Understanding radicals is a fundamental aspect in algebra and higher mathematics. A radical, often represented by the square root symbol \( \sqrt{} \), signifies the operation of finding a number that, when multiplied by itself, gives the original number. For instance, if we consider \( \sqrt{9} \), we're looking for a number that, when squared, equals 9, which is 3.

When simplifying radicals that involve fractions, like \( \sqrt{\frac{9x}{16}} \), the process can be thought of as finding the square root of the numerator, \( \sqrt{9x} \), and the denominator, \( \sqrt{16} \), separately. Here, \( \sqrt{16} \) simplifies to 4, because \( 4^2 = 16 \). This approach of separating the numerator and the denominator under the radical helps in breaking down complex expressions into simpler forms, which can then be easily simplified or further manipulated if needed.

Fractional exponents, also known as rational exponents, provide an alternative way of expressing radicals. The expression \( \sqrt{x} \) can also be written as \( x^{\frac{1}{2}} \). The denominator of the fraction indicates the root, in this case, 2 for a square root, and the numerator corresponds to the power to which the number is raised. This relationship can be extremely helpful in simplifying expressions involving square roots.

For instance, when starting with the expression \( \sqrt{\frac{9x}{16}} \) from the original exercise, converting to fractional exponents would yield \( (\frac{9x}{16})^{\frac{1}{2}} \).
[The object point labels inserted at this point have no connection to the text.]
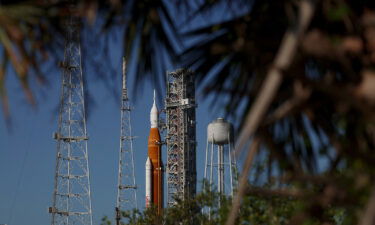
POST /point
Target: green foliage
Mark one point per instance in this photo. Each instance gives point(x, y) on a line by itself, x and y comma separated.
point(255, 209)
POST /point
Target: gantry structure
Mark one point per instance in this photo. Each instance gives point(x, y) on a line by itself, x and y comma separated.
point(71, 196)
point(126, 188)
point(180, 108)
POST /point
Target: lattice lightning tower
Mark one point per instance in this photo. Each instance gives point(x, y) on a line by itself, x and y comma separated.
point(71, 196)
point(126, 192)
point(181, 135)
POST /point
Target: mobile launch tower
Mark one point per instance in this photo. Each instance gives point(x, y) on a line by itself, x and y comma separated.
point(181, 135)
point(71, 195)
point(126, 188)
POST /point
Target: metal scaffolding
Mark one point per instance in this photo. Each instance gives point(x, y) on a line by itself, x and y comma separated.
point(181, 135)
point(126, 188)
point(71, 196)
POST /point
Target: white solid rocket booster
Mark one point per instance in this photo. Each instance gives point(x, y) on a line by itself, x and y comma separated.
point(148, 181)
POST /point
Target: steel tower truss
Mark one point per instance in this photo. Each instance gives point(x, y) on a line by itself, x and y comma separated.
point(71, 196)
point(181, 135)
point(126, 192)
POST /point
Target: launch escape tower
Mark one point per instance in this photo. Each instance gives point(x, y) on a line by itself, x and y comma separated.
point(126, 189)
point(181, 135)
point(71, 196)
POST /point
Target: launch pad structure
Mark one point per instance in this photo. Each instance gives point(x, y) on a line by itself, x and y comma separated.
point(126, 188)
point(181, 135)
point(71, 202)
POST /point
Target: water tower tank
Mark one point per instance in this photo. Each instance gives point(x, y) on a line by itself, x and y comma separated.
point(219, 132)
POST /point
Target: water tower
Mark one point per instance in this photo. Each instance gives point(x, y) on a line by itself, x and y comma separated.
point(220, 164)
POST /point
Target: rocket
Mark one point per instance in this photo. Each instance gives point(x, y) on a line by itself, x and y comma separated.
point(154, 165)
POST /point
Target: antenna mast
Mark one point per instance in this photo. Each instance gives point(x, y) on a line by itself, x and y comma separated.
point(71, 196)
point(126, 192)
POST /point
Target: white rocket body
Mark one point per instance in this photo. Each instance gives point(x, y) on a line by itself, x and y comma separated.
point(148, 182)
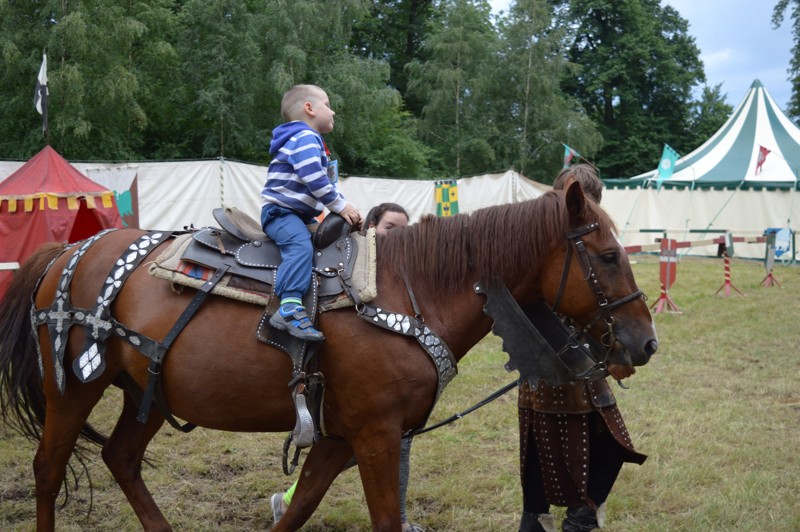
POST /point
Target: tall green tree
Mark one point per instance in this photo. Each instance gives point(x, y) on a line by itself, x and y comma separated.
point(708, 115)
point(639, 65)
point(219, 44)
point(460, 46)
point(531, 113)
point(778, 15)
point(394, 32)
point(95, 71)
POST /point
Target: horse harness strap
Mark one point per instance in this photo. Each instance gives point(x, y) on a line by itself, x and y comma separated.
point(434, 346)
point(98, 322)
point(575, 241)
point(100, 325)
point(154, 370)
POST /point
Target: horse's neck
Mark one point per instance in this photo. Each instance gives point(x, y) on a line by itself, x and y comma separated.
point(459, 320)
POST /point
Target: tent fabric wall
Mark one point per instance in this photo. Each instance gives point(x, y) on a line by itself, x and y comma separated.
point(173, 195)
point(742, 212)
point(48, 200)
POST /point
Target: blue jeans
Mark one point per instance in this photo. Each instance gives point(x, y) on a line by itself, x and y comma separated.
point(289, 231)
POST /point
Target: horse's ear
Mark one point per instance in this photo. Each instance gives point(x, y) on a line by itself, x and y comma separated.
point(576, 202)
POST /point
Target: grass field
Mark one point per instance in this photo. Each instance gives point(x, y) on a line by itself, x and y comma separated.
point(717, 411)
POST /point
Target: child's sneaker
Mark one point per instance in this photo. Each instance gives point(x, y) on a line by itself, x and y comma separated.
point(276, 501)
point(294, 320)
This highlights the connection between exponents and radicals, which is especially useful when dealing with more complex algebraic manipulations where applying the traditional radical form might be less intuitive or visually cumbersome.

Combining like terms is an essential skill for simplifying algebraic expressions. Like terms are terms within an algebraic expression that have identical variable parts, such as coefficients or exponents. In our original expression, \( \frac{3\sqrt{x}}{4} \) and \( -\frac{3\sqrt{x}}{4} \) are considered like terms because they both contain the \( \sqrt{x} \) element.

When like terms are combined, their coefficients are added or subtracted from each other. If the coefficients are the same but have opposite signs, as in \( \frac{3}{4} \) and \( -\frac{3}{4} \) in this case, they cancel each other out, resulting in zero. This process simplifies the expression down to its most basic form and is an important step towards solving more complex equations.